Our own Republican state Sen. Brian Birdwell is a primary sponsor of Senate Bill 7, legislation designed to disenfranchise certain Texans. And state Rep. Charles “Doc” Anderson is a co-sponsor of HB6, the House version of the same voter restriction effort. While both will likely join in approaching Fourth of July celebrations here in Central Texas, I doubt people of color will want to listen to any patriotic speeches on democracy by this pair. Senate Bill 7 aims to discourage 2020 electoral innovations such as drive-thru voting and 24-hour voting, which statistics show were favored greatly by people of color in Harris County. Interestingly, the percentage of voters of color (African Americans, Hispanics and Asian Americans) who used drive-thru voting in Harris County in 2020 is a familiar one: 53 percent. I can only conclude that Birdwell and Anderson are leery of constitutional liberties for people of color near any ballot box in ways they’re not when it comes to allowing Texans to carry firearms in public with no training in handgun safety and no required knowledge of state gun laws.
Texas’ proposed Jim Crow 2.0 law, certain to be revived during an upcoming special legislative session, will do many things, including:
Making it easier for state courts to overturn election results.
Placing new restrictions on voting absentee.
Lending more autonomy to partisan poll watchers.
Providing harsher punishments for mistakes committed by election officials.
Banning drive-thru voting and 24-hour voting.

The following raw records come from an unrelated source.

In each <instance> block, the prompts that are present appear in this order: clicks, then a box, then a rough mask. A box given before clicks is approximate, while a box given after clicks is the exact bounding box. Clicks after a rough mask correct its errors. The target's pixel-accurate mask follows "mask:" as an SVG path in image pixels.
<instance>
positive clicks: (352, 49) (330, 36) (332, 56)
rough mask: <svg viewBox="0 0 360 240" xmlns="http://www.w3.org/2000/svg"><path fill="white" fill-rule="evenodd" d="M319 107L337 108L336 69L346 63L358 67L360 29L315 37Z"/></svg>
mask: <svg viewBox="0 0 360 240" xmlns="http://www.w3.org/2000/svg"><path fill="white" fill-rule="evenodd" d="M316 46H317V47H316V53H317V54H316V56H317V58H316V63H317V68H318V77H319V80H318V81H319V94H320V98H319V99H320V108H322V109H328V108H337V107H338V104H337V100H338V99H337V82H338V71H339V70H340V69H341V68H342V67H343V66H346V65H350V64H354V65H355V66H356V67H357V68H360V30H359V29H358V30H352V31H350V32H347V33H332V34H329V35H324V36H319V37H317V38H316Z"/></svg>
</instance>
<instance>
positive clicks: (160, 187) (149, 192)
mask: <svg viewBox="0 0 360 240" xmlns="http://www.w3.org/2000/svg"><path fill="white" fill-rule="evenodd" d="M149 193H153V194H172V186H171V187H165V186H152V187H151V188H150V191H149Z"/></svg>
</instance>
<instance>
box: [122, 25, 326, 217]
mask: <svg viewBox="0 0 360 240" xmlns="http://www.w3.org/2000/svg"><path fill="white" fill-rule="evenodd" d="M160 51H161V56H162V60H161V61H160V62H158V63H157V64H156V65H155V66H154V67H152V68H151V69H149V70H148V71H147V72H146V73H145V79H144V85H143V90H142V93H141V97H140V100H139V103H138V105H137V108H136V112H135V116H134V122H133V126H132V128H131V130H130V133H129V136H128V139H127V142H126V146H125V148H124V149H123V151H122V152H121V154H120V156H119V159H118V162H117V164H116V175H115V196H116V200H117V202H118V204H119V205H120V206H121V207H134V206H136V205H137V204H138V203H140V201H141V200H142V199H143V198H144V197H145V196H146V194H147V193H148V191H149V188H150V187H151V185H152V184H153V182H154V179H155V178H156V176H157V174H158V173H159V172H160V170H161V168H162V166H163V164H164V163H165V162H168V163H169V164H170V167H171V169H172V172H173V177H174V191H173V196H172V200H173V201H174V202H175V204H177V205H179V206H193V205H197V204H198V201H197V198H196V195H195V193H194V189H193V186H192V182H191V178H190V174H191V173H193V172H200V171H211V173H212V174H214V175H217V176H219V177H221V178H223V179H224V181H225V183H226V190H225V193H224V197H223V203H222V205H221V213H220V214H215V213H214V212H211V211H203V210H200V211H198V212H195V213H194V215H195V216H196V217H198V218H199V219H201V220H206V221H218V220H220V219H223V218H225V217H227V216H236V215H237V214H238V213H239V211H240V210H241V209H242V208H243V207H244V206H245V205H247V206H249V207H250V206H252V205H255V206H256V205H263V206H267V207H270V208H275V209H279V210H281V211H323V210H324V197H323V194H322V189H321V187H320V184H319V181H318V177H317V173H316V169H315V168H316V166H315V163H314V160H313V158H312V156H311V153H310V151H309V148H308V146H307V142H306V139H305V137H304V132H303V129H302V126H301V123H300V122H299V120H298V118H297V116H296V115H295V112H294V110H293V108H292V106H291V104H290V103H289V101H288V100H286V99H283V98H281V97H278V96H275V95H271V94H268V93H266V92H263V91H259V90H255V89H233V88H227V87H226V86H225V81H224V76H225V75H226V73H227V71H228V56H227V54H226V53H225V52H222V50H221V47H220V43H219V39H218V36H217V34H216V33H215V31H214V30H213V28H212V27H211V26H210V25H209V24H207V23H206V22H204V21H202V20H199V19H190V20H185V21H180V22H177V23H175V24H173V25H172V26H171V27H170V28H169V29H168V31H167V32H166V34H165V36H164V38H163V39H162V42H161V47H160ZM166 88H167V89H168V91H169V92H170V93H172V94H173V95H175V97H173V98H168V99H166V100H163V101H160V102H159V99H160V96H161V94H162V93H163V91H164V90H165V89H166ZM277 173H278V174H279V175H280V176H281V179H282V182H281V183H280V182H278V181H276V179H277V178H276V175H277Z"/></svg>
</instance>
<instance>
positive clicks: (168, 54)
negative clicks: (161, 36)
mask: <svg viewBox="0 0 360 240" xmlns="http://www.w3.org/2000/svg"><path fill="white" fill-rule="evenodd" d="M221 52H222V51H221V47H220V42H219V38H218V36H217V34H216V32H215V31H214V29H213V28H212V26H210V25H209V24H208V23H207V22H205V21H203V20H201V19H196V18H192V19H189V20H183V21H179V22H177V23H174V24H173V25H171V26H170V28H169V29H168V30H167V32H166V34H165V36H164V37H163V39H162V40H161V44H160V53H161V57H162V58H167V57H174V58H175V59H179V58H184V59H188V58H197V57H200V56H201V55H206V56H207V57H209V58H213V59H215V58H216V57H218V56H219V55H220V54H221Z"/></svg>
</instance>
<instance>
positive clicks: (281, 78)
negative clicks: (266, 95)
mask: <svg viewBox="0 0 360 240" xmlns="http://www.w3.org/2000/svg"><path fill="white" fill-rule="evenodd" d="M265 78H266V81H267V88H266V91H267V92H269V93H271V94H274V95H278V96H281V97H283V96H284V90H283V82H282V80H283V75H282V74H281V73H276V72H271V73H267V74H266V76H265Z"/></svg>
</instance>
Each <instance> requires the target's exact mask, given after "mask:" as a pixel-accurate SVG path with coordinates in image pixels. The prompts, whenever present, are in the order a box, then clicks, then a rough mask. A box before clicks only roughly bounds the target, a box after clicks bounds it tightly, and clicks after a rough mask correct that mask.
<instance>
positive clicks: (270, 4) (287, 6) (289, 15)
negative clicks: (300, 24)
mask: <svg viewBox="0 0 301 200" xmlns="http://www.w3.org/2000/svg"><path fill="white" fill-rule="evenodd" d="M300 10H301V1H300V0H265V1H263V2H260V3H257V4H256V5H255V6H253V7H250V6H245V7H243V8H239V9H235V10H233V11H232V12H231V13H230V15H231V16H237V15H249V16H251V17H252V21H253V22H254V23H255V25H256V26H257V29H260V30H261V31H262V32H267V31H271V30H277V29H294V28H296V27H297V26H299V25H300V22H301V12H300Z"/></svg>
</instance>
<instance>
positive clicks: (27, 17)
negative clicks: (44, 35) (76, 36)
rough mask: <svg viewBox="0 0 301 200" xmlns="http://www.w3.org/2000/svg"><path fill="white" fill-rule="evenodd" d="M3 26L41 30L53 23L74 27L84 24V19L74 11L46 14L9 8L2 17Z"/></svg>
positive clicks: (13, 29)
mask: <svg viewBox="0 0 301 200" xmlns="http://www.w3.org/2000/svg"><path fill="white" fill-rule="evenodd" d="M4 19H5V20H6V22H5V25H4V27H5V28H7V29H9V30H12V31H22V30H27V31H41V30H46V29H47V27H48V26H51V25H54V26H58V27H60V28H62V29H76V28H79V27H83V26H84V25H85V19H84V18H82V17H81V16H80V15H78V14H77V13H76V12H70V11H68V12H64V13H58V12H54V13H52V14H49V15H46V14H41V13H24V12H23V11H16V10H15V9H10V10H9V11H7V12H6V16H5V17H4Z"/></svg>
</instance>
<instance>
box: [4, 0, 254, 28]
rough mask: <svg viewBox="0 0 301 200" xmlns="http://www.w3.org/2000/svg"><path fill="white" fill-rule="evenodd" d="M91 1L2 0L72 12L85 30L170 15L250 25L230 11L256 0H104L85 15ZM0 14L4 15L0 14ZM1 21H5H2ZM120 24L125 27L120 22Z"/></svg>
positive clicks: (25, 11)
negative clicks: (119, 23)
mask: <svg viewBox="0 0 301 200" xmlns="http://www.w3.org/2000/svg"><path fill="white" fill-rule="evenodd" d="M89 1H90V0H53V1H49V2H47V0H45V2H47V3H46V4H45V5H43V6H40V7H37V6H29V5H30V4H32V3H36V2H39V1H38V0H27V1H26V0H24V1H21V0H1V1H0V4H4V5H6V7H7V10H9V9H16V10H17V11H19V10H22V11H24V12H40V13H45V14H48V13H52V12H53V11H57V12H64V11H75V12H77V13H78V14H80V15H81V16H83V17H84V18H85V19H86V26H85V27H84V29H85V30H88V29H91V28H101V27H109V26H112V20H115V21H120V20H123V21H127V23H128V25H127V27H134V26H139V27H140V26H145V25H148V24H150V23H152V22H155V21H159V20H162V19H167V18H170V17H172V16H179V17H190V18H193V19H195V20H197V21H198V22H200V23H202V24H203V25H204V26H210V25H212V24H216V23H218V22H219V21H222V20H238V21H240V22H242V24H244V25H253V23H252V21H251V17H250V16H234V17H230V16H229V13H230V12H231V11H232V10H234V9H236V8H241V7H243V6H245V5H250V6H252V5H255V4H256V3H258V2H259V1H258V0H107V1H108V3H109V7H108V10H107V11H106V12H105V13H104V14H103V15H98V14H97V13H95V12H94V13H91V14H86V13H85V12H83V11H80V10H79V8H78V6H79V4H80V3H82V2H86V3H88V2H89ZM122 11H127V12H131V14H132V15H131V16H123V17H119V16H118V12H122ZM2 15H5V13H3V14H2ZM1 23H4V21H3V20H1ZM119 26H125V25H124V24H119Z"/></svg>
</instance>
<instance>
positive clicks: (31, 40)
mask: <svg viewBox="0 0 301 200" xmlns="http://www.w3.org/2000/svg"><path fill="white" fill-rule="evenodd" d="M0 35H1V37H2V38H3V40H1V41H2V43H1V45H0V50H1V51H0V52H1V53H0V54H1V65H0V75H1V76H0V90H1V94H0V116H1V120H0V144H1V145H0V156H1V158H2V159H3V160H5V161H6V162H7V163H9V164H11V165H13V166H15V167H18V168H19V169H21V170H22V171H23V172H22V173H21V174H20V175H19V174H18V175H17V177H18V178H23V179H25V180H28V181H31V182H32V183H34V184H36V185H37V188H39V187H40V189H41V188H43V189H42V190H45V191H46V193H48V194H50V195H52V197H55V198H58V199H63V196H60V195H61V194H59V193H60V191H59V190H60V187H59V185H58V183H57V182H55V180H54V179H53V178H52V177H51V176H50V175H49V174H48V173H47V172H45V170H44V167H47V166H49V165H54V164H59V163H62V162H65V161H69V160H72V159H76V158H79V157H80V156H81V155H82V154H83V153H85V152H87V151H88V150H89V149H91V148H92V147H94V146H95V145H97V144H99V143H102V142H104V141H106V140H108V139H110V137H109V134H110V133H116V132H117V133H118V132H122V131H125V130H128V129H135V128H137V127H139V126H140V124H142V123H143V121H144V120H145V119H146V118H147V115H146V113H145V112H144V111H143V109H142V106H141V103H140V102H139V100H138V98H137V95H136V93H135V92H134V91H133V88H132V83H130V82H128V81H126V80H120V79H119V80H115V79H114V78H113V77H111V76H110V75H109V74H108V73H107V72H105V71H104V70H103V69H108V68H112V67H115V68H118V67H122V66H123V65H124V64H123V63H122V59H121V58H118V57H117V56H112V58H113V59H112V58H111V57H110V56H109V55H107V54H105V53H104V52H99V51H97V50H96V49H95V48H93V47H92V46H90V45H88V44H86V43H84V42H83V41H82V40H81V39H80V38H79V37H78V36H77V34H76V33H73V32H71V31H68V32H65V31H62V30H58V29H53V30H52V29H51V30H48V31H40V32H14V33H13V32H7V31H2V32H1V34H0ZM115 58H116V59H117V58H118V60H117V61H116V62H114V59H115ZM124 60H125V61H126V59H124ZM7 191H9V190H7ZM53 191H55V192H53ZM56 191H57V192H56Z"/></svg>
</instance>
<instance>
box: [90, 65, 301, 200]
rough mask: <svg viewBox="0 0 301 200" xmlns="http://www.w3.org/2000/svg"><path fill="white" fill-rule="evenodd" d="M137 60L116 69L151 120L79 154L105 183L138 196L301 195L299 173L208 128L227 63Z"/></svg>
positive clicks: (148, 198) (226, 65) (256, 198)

Is this how a republic celebrates liberty and freedom? Is this how we honor “We the People,” by making voting so tedious and so frustrating that some of us will just give up? I’m not optimistic about America’s chances to remain a viable democracy unless Republicans have a change of heart. Given there’s no indication they’re willing to return to the rule of law, this remains a dangerous time for our country.
Allies around the world ask what has happened to us. The light from the beacon on the hill that Ronald Reagan championed amidst another, very different generation of Republicans is fading fast. What can you do? If you’re a Republican or an independent, press Anderson and Birdwell hard: Can they provide any evidence of significant voter fraud in our district or in any district in Texas? If you’re a donor to their campaigns, let them know you won’t stand for such determinedly un-American efforts. And if you’re a Democrat, pray that enough Americans remain among us who cherish this battered republic and aren’t willing to sacrifice the will of the people for the sake of a political party that has clearly lost its way.
Blake Burleson is an ordained Baptist minister and a faculty member in the Department of Religion at Baylor University. The seventh-generation Texan enjoys carpentry, painting, backpacking and travel.